Bedrooms for children and guests are another matter. If your children are older, their rooms don’t need to be in close proximity to the master bedroom. In fact, if you have a rambunctious crew you’ll probably appreciate a little bit of distance! If square footage allows, it’s nice to give guests some privacy so that they feel like they have their own space, perhaps on a separate floor or a wing of the home opposite the master bedroom.
Great rooms are typically planned to make the most of your property’s view and may even be the hub that the rest of the house is planned around. Each unique property and site will have its own natural requirements that you should consider, whether that’s a stand of mature trees you are trying to preserve or a picture-perfect view of the sunset. Think of these as opportunities!

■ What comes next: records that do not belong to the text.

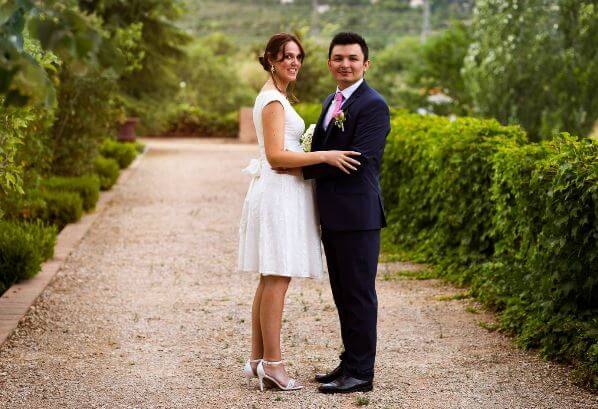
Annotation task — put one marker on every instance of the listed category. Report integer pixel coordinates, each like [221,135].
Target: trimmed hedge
[23,247]
[123,152]
[88,187]
[515,221]
[107,170]
[62,207]
[193,121]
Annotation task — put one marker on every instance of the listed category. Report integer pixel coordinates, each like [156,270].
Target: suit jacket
[352,202]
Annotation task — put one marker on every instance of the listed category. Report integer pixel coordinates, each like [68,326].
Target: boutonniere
[339,120]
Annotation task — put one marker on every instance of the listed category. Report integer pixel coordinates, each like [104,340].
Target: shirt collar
[347,92]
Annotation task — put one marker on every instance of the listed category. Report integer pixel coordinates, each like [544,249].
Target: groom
[354,118]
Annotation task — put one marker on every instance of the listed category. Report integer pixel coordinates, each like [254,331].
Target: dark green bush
[23,247]
[437,180]
[193,121]
[517,222]
[107,170]
[88,187]
[62,207]
[123,152]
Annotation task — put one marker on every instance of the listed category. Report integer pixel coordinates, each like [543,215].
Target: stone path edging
[16,301]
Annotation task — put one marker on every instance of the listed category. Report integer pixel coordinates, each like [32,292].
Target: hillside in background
[380,21]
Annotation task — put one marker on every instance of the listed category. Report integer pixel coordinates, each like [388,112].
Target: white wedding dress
[279,232]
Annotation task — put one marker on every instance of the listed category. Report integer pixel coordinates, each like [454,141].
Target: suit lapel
[320,124]
[356,94]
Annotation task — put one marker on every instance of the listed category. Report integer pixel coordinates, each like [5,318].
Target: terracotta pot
[127,130]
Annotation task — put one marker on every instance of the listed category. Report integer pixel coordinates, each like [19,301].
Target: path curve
[148,312]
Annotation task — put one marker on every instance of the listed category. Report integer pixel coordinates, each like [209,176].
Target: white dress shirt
[347,92]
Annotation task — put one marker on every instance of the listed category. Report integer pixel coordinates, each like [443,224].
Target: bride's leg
[271,308]
[257,342]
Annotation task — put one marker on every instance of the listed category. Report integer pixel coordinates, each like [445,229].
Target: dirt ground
[149,312]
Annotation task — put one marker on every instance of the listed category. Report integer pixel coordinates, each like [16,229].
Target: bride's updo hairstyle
[276,45]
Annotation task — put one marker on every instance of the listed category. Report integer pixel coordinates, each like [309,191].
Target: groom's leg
[357,274]
[332,256]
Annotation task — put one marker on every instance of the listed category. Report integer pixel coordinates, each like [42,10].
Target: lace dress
[279,233]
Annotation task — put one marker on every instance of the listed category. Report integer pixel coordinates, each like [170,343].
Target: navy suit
[351,215]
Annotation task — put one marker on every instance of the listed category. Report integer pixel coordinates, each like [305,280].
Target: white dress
[279,233]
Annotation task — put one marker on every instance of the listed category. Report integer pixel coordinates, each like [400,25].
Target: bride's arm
[273,125]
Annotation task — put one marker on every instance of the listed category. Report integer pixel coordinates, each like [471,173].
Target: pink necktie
[338,101]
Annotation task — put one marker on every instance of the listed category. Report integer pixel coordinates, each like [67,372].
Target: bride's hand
[342,160]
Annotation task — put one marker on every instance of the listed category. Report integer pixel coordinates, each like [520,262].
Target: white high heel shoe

Many space planning decisions will be informed by your lifestyle. For example, if you’re a gourmet cook and entertain frequently you’ll not only want to devote plenty of space for cooking, but plan a counter bar or island where guests can chat while you’re tending to meal preparation. If you’re an avid outdoorsman, planning specific storage for that fishing or hunting gear will allow you to save your garage for cars! “More and more people are designing with craft rooms and man caves,” adds Elliott.

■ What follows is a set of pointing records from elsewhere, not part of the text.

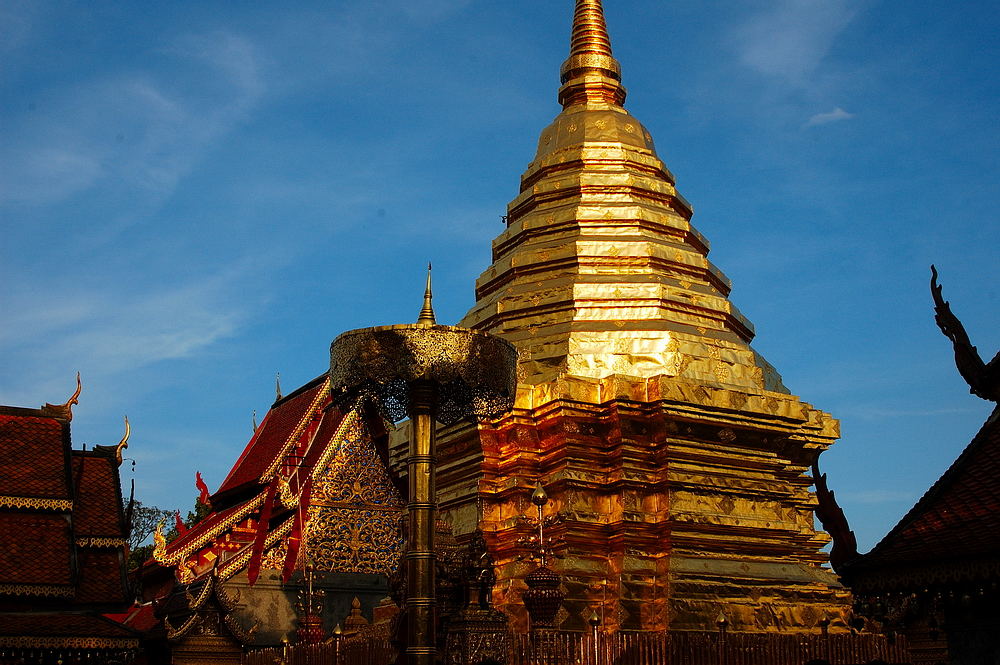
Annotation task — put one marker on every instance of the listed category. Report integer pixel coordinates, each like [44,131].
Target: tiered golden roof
[600,271]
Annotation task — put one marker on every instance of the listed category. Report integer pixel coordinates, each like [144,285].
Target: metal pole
[420,602]
[594,622]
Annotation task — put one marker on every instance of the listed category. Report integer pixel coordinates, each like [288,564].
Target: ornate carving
[983,379]
[36,590]
[474,371]
[39,503]
[65,410]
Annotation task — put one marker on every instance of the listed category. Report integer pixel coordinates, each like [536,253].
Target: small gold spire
[591,73]
[426,316]
[65,410]
[123,444]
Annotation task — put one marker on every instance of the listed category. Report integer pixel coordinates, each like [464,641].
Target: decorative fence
[624,649]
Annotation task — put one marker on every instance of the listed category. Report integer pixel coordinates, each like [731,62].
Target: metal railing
[564,648]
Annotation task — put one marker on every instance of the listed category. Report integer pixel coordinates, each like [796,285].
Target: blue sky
[194,196]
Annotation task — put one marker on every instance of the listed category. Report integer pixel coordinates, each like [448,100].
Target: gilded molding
[236,564]
[37,503]
[350,420]
[173,557]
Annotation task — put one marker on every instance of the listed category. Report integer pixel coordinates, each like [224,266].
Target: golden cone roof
[600,272]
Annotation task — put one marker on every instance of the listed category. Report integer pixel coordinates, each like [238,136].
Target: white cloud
[131,133]
[790,40]
[107,331]
[878,496]
[836,115]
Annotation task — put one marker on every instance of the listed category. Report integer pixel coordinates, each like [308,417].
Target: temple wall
[670,511]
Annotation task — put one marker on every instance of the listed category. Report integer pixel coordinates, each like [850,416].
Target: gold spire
[590,74]
[65,410]
[123,443]
[427,311]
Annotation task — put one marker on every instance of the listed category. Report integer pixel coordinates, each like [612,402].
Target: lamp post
[428,373]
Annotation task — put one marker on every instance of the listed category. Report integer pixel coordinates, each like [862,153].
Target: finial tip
[426,315]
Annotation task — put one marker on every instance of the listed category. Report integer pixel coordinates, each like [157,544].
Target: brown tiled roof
[139,617]
[33,456]
[210,524]
[35,548]
[102,576]
[269,438]
[97,504]
[955,525]
[62,625]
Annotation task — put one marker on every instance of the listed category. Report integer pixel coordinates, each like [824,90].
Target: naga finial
[983,378]
[123,444]
[65,410]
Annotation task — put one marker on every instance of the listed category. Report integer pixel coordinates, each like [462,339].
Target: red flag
[203,489]
[295,539]
[263,526]
[181,527]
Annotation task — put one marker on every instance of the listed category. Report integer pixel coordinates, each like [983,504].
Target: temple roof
[303,436]
[269,441]
[33,455]
[952,533]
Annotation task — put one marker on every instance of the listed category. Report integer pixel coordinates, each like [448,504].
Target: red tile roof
[35,549]
[270,437]
[33,456]
[956,521]
[97,505]
[102,576]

Your outdoor space should be planned with as much care as your indoor spaces. “Outdoor entertaining is very big right now and most of our clients really put a lot of planning into cook areas, fire pits, and overall space to enjoy with or without guests,” says Elliott. Be sure your traffic patterns will flow seamlessly from indoors to out, effectively increasing the size of your home.
Don’t forget the utility areas of the house. “Storage such as closets, mud rooms, pantries and laundry are normally the areas everyone tries to fit in at the end after they remember they want them,” says Elliott. Storage is an area you won’t want to skimp on, so be sure to devote adequate square footage for closets and store rooms. Again, be realistic about the way you will be using your home: a mountain vacation home may not need much room for clothes closets but might require planned ski storage and oversized laundry capacity.

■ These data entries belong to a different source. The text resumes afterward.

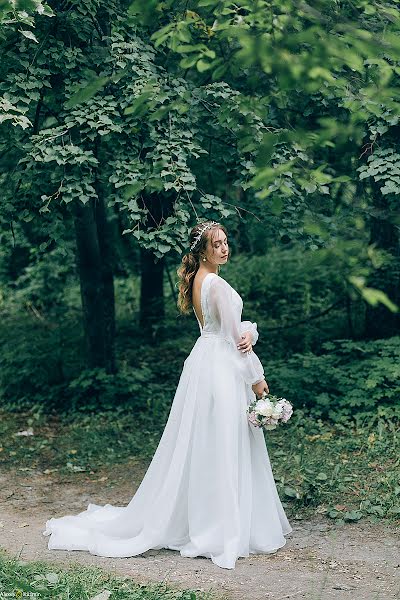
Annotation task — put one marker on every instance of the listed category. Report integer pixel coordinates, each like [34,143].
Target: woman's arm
[221,306]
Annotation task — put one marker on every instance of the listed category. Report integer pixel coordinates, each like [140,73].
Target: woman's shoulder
[219,283]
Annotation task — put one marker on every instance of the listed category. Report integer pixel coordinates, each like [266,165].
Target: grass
[20,579]
[343,471]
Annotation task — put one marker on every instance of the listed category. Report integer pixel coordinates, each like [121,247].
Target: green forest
[122,125]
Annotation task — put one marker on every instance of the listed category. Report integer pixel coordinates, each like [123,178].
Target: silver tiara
[201,231]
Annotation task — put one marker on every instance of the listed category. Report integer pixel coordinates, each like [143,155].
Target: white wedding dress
[209,489]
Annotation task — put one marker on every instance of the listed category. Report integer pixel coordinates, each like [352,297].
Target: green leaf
[87,91]
[202,65]
[30,35]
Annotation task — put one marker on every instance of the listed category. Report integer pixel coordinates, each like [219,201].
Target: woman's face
[217,248]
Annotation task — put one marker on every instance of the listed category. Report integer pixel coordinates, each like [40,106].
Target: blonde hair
[191,262]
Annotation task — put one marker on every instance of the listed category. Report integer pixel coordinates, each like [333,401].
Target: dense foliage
[121,124]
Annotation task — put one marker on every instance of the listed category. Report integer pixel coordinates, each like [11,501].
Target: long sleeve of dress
[252,327]
[221,306]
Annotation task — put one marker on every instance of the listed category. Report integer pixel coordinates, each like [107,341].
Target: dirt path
[321,561]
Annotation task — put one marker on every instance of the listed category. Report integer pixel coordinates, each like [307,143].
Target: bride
[209,489]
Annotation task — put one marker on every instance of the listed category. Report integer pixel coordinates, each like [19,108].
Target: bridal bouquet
[268,411]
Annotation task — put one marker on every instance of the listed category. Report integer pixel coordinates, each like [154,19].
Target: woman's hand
[259,388]
[245,345]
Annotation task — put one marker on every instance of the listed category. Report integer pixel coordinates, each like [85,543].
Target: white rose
[265,408]
[277,412]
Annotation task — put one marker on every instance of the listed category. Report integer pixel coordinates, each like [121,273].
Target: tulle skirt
[209,489]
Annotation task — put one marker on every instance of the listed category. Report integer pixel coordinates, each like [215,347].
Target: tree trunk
[152,309]
[380,322]
[96,282]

In today’s modern era, technology requirements are a fact of life, especially if you’ll be conducting business from home. Make sure you have electrical outlets strategically placed in areas where you may want to recharge an iPad or plug in a gaming device. Built-in storage for electronics, with concealed outlets, is a great way to keep the cords (and clutter) to a minimum.
Finally, keep lighting requirements in mind. Work areas like kitchens and offices benefit from plentiful natural light so you may want to orient those toward light sources. A dining room or reading nook might feel cozier in a more sheltered area of the home. This will also help you save on the energy costs involved with installing artificial lighting!
A well-planned home is one that will serve you well for years to come. The best way to ensure that you end up with a house that fits your lifestyle is to work closely with your architect and interior designer from the very start of the planning process.